I believe that living life is much more important than planning it. I am twenty-nine years old and I am nowhere near the place I thought I would be. I had a plan. It was a rough and simple plan, but a plan. By now I would be married to a great guy, have a couple of kids, a nice house and a dog. Perhaps I would have a job, but my husband was going to earn plenty of money, so that I could choose to be a stay-at-home mom, just like my mom.
By the winter of 2002, things were going according to plan. I was twenty-three and set to be married on December 7th. Since being married on Pearl Harbor Day might be bad luck, we moved the wedding to December 14th. The following summer I was pregnant. We didn’t have a house or dog yet, but they were in the works.
Later that year, just before our first anniversary, when I was around six months along in my pregnancy, my husband came up with the brilliant idea of moving into his mother’s basement: to save for our dream house. December 14, 2003, the morning we were supposed to begin celebrating being married for a whole year, he packed us up and we moved. I cleaned out my savings of $3,000 to pay our way out of our apartment lease.
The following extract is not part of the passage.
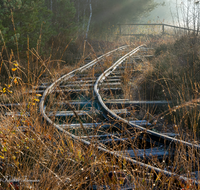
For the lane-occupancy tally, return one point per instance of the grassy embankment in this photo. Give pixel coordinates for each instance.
(42, 152)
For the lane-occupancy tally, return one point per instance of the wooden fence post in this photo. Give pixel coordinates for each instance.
(163, 29)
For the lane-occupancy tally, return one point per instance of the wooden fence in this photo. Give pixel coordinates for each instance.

Two weeks later, the day after Christmas, we were watching TV in my mother-in-law’s half- finished basement, careful not to not sit under the dripping pipes. The man of my dreams who I was going to spend my life with didn’t look at me when he said, “I don’t want to be married. I feel trapped.”
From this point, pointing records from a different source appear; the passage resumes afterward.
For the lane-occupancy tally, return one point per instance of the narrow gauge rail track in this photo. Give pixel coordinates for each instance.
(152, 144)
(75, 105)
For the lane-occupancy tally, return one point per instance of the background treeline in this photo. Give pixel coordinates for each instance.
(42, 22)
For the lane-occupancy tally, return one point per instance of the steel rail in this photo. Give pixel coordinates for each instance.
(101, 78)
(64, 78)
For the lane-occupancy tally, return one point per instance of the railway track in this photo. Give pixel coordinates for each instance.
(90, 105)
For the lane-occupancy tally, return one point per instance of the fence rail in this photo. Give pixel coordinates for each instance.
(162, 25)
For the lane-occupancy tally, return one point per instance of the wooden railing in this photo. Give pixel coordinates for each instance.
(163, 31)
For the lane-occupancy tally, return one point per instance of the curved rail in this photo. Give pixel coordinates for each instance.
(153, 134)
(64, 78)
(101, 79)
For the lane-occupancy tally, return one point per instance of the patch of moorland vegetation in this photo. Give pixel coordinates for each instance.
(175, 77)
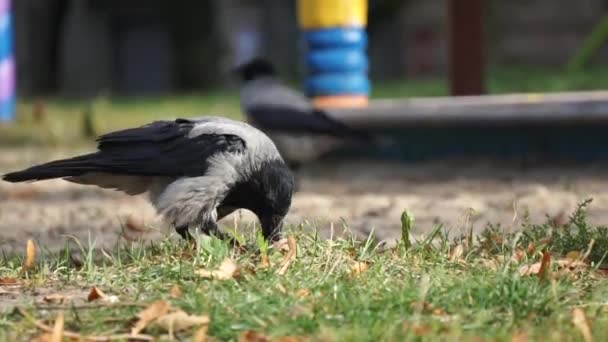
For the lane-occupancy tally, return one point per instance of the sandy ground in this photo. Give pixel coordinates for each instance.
(368, 196)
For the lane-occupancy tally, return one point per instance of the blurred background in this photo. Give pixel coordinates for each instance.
(86, 67)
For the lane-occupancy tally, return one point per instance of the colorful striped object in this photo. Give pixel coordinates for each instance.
(7, 63)
(336, 59)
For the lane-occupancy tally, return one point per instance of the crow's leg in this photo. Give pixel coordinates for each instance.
(184, 232)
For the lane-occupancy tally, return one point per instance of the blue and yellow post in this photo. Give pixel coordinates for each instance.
(335, 56)
(7, 63)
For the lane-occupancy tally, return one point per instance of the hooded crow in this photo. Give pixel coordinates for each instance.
(196, 171)
(301, 132)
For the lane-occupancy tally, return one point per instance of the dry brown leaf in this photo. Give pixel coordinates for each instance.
(290, 339)
(289, 257)
(9, 282)
(30, 259)
(281, 288)
(252, 336)
(135, 223)
(265, 262)
(179, 321)
(417, 329)
(519, 337)
(227, 270)
(201, 334)
(358, 268)
(57, 334)
(281, 245)
(150, 314)
(45, 337)
(175, 292)
(564, 265)
(54, 298)
(438, 312)
(97, 294)
(7, 292)
(573, 255)
(580, 321)
(301, 293)
(78, 337)
(518, 255)
(545, 266)
(531, 248)
(491, 264)
(456, 253)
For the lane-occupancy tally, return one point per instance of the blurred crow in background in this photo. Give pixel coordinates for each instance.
(196, 171)
(301, 132)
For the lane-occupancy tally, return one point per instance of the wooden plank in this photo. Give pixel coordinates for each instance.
(466, 55)
(489, 110)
Huh? Everything was going great as far as I knew. I was wrong. Apparently. Suddenly I was homeless, moneyless, pregnant, and all of my plans were trashed.
After a while, I stopped crying. I realized that I mourned the ruin of my careful planning more than the actual loss of my marriage. The problem became that I didn’t know what to do with myself. I suddenly had no direction, no deadlines for my life. It was terrifying. I had no plan.
Since I had to do something, I just thought about what I wanted to do and could do. I started taking things as they came.
Four years later, I am working at a great job, and about to graduate college. How I managed it? I don’t know.
My daughter is in pre-school and is a very happy, smart, beautiful little girl. I am dating and I have a cat. I am much more relaxed than I used to be. I no longer look at things in terms of what needs to get done and by when. Things have fallen into place: maybe not the place I originally intended, but a wonderful place anyway.
You can’t plan to be happy. If you’re lucky, you just end up where I am.